Jun 13 2020
Name That Algorithm #4
One project that I have been working on recently is gathering property tax information. While the reason isn’t particularly interesting, what is interesting is my recent optimization. Previously, I had been archiving the raw html files. To get the information in a human readable CSV format, I ran a Node.js parser which utilized cheerio. I was only concerned with a couple of the fields, so I just plucked those out and plopped them in a CSV.
After about 6 months of using this tool, the pain points started to set in. Processing an html file in Node and cheerio ended up taking roughly a half second per file. When you have approximately 40,000 files, this takes a long time – over five hours.
There are two low hanging fruit to attack:
- Removing cheerio (and potentially Node)
- Ditching the raw html files by preprocessing all of this data upfront.
Cheerio claims that it is a blazing fast DOM. However, in my case, I didn’t need an entire DOM. I just want to linearly parse my data. Manipulating and rendering is not needed. I had a feeling that the extra bells and whistles held some overhead.
It is common in coding interviews to have data preprocessing as part of a solution to a whiteboard problem.
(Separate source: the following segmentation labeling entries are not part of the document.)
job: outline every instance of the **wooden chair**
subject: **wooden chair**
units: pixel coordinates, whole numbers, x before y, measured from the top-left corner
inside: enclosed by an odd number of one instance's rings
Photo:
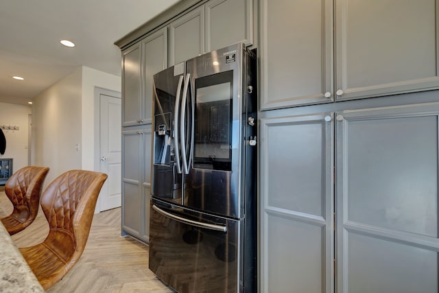
[[[40,244],[19,249],[45,290],[62,279],[82,254],[96,200],[106,178],[103,173],[68,171],[41,196],[49,235]]]
[[[36,218],[41,189],[48,172],[47,167],[24,167],[6,182],[5,193],[14,209],[10,215],[0,220],[10,235],[23,230]]]

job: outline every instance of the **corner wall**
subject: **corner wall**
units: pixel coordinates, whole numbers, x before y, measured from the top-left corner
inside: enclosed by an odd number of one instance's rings
[[[66,171],[81,169],[82,82],[79,67],[33,99],[32,160],[50,168],[45,186]]]
[[[14,159],[12,172],[29,165],[28,162],[29,106],[0,103],[0,126],[19,126],[19,130],[3,130],[6,137],[6,150],[0,159]]]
With this being a common in big-data, I knew this to be a solution to my issue
Let’s name the algorithm for processing this data. Instead of showing an algorithm that requires optimizing, I am going to show some data that needs to be processed.
Consider some tabular data of tax payments on a property. In my case this was an HTML table:
| Status | Payment Date | Type | Amount | Receipt Number |
| Paid | 01/01/2020 | A | $1000 | 1234 |
| Paid | 02/01/2020 | A | $1000 | 1235 |
| Paid | 03/01/2020 | A | $1000 | 1236 |
The tool I chose for the job is Pythons built-in html.parser
.
It is fairly easy to use the handle_data
override to extract the above into an array.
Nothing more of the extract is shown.